Adds option to pass token end locations #201

EricMCornelius · 2017-03-11T13:06:31Z

Hi there,

I've been working on an expression parsing language with syntax highlighting and thus found a need for the end locations for each rule application to be passed to the postprocessor functions. Not sure if there's a better alternative here, but it seemed sensible to thread the parser options reference down to the Column and State objects for future configuration flexibility.

Not sure if this is the best approach, as I've just started familiarizing myself with this project yesterday, so please let me know if there is a preferable alternative way to achieve this.

…end location with end positions

tjvr · 2017-03-11T13:23:58Z

Hello! Thanks for working on this :-)

Unfortunately I don't think we can merge it—it's quite invasive, and passing the options down to individual States makes me sad and really isn't something we want to do!

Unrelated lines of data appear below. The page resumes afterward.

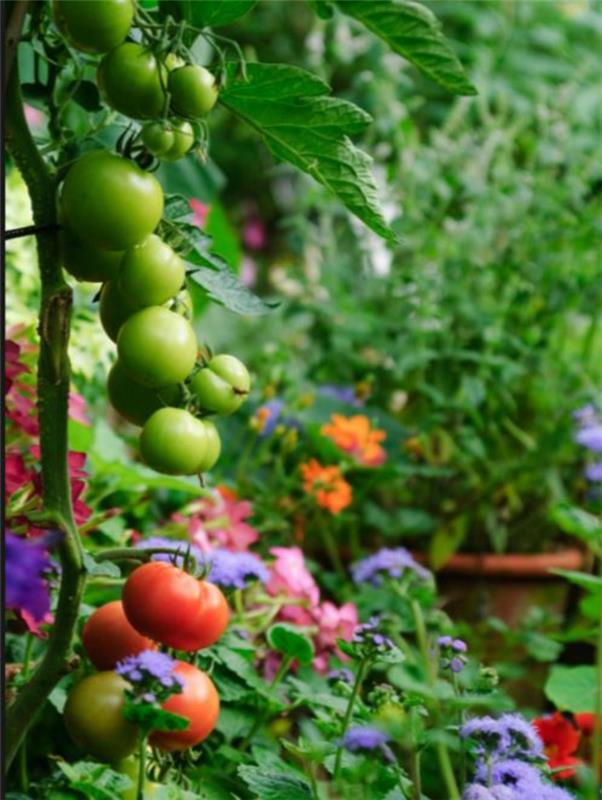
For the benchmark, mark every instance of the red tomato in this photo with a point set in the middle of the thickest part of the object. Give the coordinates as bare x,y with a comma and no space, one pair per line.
198,702
172,607
108,637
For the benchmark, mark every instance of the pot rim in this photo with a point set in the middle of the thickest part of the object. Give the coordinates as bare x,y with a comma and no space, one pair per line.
518,565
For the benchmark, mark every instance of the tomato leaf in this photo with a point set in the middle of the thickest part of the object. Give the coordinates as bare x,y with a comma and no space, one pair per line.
151,718
288,640
413,31
274,785
572,688
291,110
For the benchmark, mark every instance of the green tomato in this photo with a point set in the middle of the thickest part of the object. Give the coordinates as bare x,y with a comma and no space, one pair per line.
183,140
213,447
131,81
114,309
94,26
193,91
157,137
135,402
173,442
150,273
110,202
222,385
93,716
157,347
87,263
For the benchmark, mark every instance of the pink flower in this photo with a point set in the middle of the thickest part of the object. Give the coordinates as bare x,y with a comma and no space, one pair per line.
291,577
77,408
201,212
219,521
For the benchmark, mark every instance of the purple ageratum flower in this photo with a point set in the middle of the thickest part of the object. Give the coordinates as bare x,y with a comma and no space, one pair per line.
594,472
344,394
149,665
366,738
26,561
391,562
345,675
590,437
234,570
178,547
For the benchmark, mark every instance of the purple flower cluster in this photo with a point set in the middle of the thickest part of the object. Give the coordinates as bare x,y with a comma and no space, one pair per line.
230,569
391,562
369,634
505,748
366,738
178,548
344,675
454,651
589,435
152,676
26,562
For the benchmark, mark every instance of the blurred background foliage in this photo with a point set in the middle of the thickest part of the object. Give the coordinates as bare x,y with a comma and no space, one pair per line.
472,341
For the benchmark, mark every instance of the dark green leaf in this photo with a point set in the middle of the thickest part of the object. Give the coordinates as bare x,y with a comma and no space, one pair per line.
275,786
100,569
413,31
301,124
572,688
288,640
151,718
226,288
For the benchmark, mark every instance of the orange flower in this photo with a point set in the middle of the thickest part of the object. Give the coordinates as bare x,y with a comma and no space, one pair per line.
327,485
355,436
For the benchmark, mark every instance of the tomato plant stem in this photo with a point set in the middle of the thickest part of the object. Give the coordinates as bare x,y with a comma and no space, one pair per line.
53,395
361,671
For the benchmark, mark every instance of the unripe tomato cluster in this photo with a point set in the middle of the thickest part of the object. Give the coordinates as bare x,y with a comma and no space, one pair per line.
109,210
133,81
160,604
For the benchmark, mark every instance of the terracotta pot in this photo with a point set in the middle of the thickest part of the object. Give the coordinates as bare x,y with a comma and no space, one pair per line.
474,587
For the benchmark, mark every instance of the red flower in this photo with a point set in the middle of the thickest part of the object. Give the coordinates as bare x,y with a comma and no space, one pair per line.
561,739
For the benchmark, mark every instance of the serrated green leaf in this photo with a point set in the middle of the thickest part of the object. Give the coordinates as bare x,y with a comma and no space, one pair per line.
226,288
100,569
572,688
413,31
290,108
275,786
151,718
288,640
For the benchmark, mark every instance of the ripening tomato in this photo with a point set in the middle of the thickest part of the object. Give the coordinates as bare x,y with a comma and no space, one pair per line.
183,139
110,202
87,263
131,79
193,90
174,608
108,637
94,26
222,385
94,718
174,442
198,702
135,402
157,347
150,273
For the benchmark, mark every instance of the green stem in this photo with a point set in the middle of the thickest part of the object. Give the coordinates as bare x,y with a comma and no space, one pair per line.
53,394
361,671
445,765
597,736
141,766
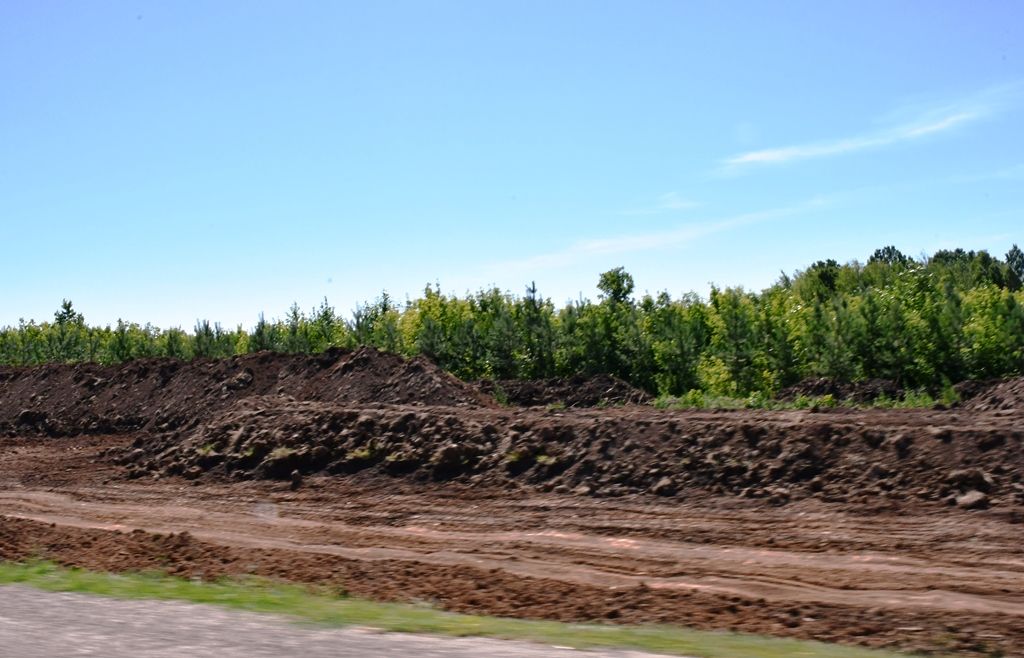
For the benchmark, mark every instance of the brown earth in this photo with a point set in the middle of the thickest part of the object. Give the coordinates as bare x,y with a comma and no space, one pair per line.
163,394
885,528
1007,395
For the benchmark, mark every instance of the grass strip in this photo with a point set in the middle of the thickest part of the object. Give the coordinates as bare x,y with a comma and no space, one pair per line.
305,604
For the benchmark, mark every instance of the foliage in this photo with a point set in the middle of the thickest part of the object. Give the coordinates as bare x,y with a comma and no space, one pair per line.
923,322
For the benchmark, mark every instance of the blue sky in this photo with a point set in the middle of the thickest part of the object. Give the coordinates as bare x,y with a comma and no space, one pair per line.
167,161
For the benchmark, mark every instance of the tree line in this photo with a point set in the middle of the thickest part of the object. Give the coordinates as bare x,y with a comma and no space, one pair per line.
924,322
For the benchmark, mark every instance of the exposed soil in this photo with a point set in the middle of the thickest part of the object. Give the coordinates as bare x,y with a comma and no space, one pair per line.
887,528
162,394
1007,395
599,390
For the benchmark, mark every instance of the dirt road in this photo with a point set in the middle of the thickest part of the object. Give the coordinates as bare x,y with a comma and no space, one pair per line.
922,577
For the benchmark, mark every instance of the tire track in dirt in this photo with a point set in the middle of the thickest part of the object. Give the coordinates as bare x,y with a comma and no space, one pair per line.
859,579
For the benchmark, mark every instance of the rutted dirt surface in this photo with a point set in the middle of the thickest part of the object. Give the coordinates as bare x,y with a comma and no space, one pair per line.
887,528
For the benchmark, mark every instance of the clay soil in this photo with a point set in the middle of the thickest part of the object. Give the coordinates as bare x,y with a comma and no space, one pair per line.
883,528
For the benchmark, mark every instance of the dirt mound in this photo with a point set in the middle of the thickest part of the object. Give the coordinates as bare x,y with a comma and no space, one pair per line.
836,457
857,392
580,391
1006,395
167,394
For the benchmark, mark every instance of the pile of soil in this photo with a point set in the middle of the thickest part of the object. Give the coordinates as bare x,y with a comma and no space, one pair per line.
856,392
1007,395
162,394
573,392
832,456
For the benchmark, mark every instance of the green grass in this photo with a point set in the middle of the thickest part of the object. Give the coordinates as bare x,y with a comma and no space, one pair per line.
308,605
700,400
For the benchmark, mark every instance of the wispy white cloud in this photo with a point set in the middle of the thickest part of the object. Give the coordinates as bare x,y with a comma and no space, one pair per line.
930,121
670,202
631,243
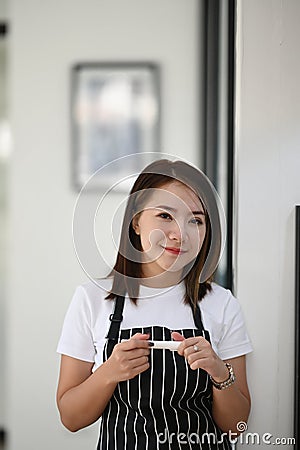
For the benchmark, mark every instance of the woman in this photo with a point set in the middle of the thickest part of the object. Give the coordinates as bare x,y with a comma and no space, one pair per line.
159,290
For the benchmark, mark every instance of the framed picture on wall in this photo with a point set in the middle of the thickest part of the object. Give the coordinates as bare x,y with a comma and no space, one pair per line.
115,111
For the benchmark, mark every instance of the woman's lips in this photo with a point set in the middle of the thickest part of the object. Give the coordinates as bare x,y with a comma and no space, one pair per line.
174,250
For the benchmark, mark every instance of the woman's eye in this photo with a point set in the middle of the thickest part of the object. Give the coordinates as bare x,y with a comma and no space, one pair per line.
165,216
197,221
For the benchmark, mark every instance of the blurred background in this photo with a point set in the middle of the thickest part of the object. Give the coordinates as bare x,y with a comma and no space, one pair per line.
40,42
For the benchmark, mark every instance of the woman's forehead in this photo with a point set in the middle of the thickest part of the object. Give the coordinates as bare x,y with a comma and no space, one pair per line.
175,195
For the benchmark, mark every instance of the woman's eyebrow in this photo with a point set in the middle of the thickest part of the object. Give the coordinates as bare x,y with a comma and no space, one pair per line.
169,208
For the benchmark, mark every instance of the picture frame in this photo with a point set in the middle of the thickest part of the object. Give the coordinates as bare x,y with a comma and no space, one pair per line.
115,112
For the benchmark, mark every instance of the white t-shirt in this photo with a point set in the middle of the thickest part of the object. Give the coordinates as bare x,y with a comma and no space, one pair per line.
87,320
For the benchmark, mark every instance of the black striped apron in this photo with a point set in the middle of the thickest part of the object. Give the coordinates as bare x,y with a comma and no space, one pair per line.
166,407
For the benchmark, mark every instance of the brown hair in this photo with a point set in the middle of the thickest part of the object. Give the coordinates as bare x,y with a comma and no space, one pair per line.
128,268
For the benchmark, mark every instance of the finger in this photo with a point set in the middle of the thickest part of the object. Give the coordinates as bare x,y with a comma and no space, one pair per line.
177,336
137,353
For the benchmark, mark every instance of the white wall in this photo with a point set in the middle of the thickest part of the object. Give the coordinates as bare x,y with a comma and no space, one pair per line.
46,38
268,146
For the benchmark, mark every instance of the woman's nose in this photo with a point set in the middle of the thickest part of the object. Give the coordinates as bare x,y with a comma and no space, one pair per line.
176,232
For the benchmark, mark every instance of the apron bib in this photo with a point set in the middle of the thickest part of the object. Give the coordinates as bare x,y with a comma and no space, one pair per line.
166,407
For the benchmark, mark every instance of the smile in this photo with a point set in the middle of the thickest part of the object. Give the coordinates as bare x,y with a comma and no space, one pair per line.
174,250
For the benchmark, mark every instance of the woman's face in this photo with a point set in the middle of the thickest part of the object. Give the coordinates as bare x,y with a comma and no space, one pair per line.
172,229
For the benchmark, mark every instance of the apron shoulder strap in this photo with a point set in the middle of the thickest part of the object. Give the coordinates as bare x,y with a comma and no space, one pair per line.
198,321
116,318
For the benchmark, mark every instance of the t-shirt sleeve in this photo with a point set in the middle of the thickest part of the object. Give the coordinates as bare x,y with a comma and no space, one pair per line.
76,339
234,340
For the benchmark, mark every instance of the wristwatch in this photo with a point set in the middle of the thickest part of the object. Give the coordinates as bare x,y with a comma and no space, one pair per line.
226,383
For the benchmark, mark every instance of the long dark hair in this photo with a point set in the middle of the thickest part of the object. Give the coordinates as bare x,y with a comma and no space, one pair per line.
128,268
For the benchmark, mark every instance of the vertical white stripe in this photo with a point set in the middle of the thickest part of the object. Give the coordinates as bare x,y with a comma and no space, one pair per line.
162,382
151,382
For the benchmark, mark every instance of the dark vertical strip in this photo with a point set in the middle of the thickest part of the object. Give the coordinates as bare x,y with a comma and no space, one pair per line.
297,330
230,141
211,67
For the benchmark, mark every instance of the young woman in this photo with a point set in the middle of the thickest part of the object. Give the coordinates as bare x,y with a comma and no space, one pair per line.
160,289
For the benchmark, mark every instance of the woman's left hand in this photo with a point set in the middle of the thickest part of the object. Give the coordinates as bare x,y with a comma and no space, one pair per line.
200,355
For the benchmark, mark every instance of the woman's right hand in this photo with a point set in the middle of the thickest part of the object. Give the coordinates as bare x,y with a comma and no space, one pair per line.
129,358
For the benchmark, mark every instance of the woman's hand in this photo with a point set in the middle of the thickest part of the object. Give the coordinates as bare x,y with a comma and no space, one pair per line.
200,355
130,358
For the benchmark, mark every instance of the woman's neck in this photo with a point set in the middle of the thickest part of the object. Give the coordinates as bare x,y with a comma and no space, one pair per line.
165,279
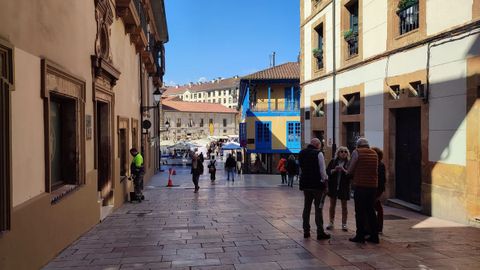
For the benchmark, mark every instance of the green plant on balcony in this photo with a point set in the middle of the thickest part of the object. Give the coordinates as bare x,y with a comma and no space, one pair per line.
350,35
317,53
404,4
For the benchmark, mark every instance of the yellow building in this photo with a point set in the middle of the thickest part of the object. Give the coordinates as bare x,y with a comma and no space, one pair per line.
270,113
74,76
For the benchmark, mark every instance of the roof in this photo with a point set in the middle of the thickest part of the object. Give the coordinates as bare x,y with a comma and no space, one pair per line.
184,106
207,86
290,70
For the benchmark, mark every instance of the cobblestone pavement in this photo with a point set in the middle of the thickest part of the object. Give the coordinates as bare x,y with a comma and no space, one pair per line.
255,223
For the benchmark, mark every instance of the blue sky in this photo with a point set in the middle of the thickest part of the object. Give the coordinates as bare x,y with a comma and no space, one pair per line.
224,38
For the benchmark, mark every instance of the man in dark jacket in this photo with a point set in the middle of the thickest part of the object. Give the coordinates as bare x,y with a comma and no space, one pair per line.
313,183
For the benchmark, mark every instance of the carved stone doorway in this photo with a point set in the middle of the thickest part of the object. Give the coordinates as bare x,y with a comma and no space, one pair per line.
104,152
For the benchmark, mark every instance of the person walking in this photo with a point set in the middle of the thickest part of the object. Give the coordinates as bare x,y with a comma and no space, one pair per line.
313,184
196,171
212,169
137,170
281,167
364,168
230,166
380,189
292,169
339,185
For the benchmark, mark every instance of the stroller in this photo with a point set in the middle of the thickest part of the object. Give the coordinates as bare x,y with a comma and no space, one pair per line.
137,194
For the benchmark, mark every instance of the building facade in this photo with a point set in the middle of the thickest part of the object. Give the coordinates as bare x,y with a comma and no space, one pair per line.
270,115
222,91
404,74
192,121
75,76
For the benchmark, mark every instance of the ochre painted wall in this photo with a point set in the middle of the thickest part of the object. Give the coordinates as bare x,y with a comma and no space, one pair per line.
41,230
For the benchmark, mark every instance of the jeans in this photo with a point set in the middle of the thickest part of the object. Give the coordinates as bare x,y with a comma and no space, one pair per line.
365,211
284,177
318,198
379,209
290,180
333,203
231,171
195,178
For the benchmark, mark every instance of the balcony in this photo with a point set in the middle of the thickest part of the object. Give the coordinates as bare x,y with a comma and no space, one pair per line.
275,107
408,18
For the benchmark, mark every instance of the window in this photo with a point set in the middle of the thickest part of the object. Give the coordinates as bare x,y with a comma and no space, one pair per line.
351,34
293,135
6,83
263,135
353,103
318,108
64,97
408,15
318,51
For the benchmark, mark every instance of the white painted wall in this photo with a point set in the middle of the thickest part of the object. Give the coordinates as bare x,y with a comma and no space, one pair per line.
444,14
28,145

Ideally, you would combine location information with your characters/tokens before passing them to nearley, something like this:

parser.feed(Array.from(source).map((char, index) => ({ char, index })))

Unfortunately it then becomes harder to match them in nearley, since the "tokens" are no longer equal === to the literals defined in your rules. :-(

Custom tokens is actually something we've been thinking about very recently -- @Hardmath123 I think this is another argument for allowing user-defined marchers as per #198! This seems like a case where adding a custom test() function to each one of your literals is clearly less convenient than supplying a custom match function.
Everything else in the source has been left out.